Du foot et du tourisme
« Quand on a 25 ans et qu’on est passionné de ballon rond, une Coupe du monde de football au Brésil, cela représente une opportunité magnifique. Une sorte de pèlerinage en terre sainte, à la sauce foot et samba. » Comme le résume les deux étudiants, le Brésil 2014 reste et restera sans doute comme LA Coupe du monde à ne pas rater. D’autant que l’horizon est loin d’être planant : « C’est mieux d’aller au Brésil en 2014, quand tu as entre 20 et 30 ans, qu’en Russie ou au Qatar quand tu en as 40 avec des gamins.
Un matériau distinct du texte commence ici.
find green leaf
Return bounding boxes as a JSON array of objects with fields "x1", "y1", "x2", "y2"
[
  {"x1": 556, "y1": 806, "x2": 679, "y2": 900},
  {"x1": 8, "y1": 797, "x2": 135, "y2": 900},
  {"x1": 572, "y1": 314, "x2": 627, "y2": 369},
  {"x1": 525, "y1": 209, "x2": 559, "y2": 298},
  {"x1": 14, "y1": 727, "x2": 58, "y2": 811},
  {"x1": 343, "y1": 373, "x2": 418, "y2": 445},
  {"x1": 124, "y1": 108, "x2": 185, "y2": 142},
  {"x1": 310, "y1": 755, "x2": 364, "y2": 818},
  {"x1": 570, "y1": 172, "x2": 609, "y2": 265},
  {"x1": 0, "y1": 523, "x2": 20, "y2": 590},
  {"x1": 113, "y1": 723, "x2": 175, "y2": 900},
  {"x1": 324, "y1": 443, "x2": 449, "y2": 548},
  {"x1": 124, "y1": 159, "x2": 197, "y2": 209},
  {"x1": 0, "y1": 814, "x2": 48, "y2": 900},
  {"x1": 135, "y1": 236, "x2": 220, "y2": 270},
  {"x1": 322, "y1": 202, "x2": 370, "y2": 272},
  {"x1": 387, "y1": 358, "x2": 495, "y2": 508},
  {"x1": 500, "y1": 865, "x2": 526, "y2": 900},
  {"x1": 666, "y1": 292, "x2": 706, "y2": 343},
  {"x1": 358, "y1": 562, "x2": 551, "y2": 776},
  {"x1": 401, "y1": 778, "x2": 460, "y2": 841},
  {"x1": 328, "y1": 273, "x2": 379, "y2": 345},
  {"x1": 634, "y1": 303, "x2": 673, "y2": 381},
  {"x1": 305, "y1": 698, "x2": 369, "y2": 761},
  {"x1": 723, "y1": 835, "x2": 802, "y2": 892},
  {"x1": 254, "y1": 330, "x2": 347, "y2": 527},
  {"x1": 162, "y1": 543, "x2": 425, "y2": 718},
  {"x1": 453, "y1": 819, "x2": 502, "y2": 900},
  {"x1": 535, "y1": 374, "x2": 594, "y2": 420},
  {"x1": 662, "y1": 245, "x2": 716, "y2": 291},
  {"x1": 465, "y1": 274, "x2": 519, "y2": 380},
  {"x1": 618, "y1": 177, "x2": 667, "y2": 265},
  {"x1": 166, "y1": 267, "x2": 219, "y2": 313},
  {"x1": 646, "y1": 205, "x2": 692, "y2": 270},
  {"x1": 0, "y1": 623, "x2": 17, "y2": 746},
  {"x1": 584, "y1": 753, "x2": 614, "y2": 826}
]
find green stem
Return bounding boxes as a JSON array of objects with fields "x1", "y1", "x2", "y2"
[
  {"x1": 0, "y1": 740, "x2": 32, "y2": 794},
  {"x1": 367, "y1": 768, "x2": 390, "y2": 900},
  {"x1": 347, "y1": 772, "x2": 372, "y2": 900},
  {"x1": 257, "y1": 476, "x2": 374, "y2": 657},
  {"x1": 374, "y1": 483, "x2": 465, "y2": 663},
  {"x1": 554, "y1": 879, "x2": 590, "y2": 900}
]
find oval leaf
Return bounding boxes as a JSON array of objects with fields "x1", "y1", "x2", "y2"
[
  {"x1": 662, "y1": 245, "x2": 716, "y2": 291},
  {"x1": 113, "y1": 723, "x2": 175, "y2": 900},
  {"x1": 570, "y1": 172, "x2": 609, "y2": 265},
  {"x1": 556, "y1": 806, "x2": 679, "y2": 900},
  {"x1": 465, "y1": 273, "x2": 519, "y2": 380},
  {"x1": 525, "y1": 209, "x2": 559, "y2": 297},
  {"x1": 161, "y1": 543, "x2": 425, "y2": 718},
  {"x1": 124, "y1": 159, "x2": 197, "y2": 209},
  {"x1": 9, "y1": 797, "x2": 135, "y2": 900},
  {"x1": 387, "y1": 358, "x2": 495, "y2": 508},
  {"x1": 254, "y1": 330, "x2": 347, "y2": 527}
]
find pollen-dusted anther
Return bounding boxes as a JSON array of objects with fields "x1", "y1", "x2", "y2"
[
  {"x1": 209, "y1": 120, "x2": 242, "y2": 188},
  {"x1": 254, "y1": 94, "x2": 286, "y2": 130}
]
Et puis on a décidé de bouger un peu. On passera par Fortelezza avant de descendre vers Salvador. Et on rejoindra ensuite Recife. » Le constat de ce passionné résume l’engouement populaire. Car au-delà même du football, le Brésil attire. « On a énormément de demandes différentes, révèle Emmanuel Cohen. De gens qui vont voir un match, qui ensuite sont férus d’architecture donc passent par Brasilia, vont faire un tour par Iguazu, d’autres qui en profitent pour faire tout le tour de l’Amérique latine. Beaucoup profitent de la région pour assouvir leurs envies touristiques. » Mais aussi des gens conscients depuis le temps qu’ils ne sont pas à l’abri d’une élimination précoce.